While the Supreme Court ultimately left it to the National Company Law Tribunal (NCLT), Kolkata to decide whether there was “sufficient cause” to refuse registration on the basis of the facts of the given case, the decision of the Supreme Court in the Mackintosh Case significantly enlarges the scope of the expression ‘sufficient cause’ used in Section 58(4) of CA 2013. In this context it is worthwhile to mention an older landmark ruling on this issue by the Supreme Court of India in the case of Bajaj Auto Ltd. v. NK Firodia AIR 1971 SC 321. In that case the Supreme Court of India held that “the discretion of directors is to be tested as the opinion of fair and sensible men in the interest of the company…

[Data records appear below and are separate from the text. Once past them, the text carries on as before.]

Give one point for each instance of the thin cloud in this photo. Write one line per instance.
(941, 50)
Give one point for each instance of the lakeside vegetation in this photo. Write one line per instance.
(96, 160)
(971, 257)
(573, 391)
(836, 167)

Applying this to the present context it can be said that ‘sufficient cause’ would include matters that are not in the best interests of the company. It would appear that the Mackintosh Case has not only reiterated this principle and applied it in cases under section 58 of CA 2013, but has also implied that acquisitions by competitors could be considered ‘sufficient cause’ as they may give rise to a conflict of interest.

Based on the analysis above, what can be included within the meaning of ‘sufficient cause’? Subject to the determination made by the NCLT in the Mackintosh Case, it can be argued that the board may refuse registration, where the transfer of shares is being made to its competitors on account of a conflict of interest. While the Andhra Pradesh High Court was wary of setting out an exhaustive list of factors that may be covered within the meaning of ‘sufficient cause’, it considered refusal on the grounds that the transfer would in any way be against the company’s interests or would violate any of the company’s existing contractual obligations.

What does this analysis mean for transactions? Under the circumstances, while purchasing shares of an unlisted public company, which is not a party to the transaction documentation, the acquirer must exercise caution. In hostile scenarios, it may be advisable to ensure that the documentation provides adequate protection to the acquirer in case the transfer of shares in its favour is refused by the Board of the target.


[1] For judgments limiting the scope of ‘sufficient cause’ please see – Estate Investment v. Siltap Chemicals (1999) 96 Comp Cas 217 (CLB); McDowell & Co. Ltd. v. Shaw Wallace & Co. Ltd. (2002) 108 Comp Cas 306 (CLB). In E-first Technologies Pvt. Ltd. v. Hiperworld Cybertech Ltd. (2005) 126 Comp Cas 306 (CLB) the CLB broadened the scope of ‘sufficient cause’.